Specchio della società in cui viviamo, il selfie è diventato un vero e proprio strumento di comunicazione. In un mondo “mobile” e senza tempo, dove tutto è a distanza di un Whatsapp, un autoritratto del momento vale più di 140 caratteri.
Ma qual è il valore sociale dei selfie? E perché sono tanto amati?
Il selfie è innanzitutto un veicolo di auto-rappresentazione e di connessione tra individui, tipico dell’era digitale.
Con un selfie raccontiamo noi stessi, ci mettiamo al centro della narrazione continua che ormai da anni costruiamo sui social e ci elegiamo protagonisti del nostro personale reality show.
Il reale destinatario del selfie non siamo noi stessi, ma gli altri. Questo perché i selfie hanno un’intrinseca natura social e vengono fatti per essere condivisi online e ricevere like, commenti, approvazione. Non si tratta solo di auto-celebrazione di se stessi e narcisismo, ma piuttosto di un impellente bisogno di attenzione, non così diverso da quello dell’aggiornamento di status o di un tweet, alla ricerca delle stesse conferme in forma di “mi piace”.

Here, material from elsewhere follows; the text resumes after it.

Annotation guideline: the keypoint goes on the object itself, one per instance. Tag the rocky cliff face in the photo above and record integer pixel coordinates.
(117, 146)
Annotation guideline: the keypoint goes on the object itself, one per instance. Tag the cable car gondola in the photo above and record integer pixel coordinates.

Citando Tommaso Sorchiotti, autore del libro “#Selfie: la cultura dell’autoscatto come forma di racconto e appartenenza”, possiamo affermare che:
I selfie sono diventati uno strumento di narrazione, semplice e immediato, ma carico di significato. In uno spazio di comunicazione sempre più frenetico e immersivo, non è un caso che i selfie, così come gli sticker, le emoji, le gif animate, abbiano una rilevanza sempre più importante. E’ una specie di ritorno alle origini, fatto di un linguaggio rappresentativo e di facile fruizione.
Allo stesso tempo, i selfie rappresentano uno strumento intimo che diventa sociale nel momento in cui vengono utilizzati per testare l’effetto del proprio look & feel, nella continua ricerca di feedback e approvazione da parte degli altri utenti della Rete.
Attraverso i selfie, infatti, ciascuno di noi ha la possibilità di mostrarsi al mondo esattamente nel modo in cui vuole essere visti, selezionando in modo preciso le informazioni da comunicare.
I selfie oggi sono una pratica culturale diffusa e rappresentano lo specchio della società in cui viviamo.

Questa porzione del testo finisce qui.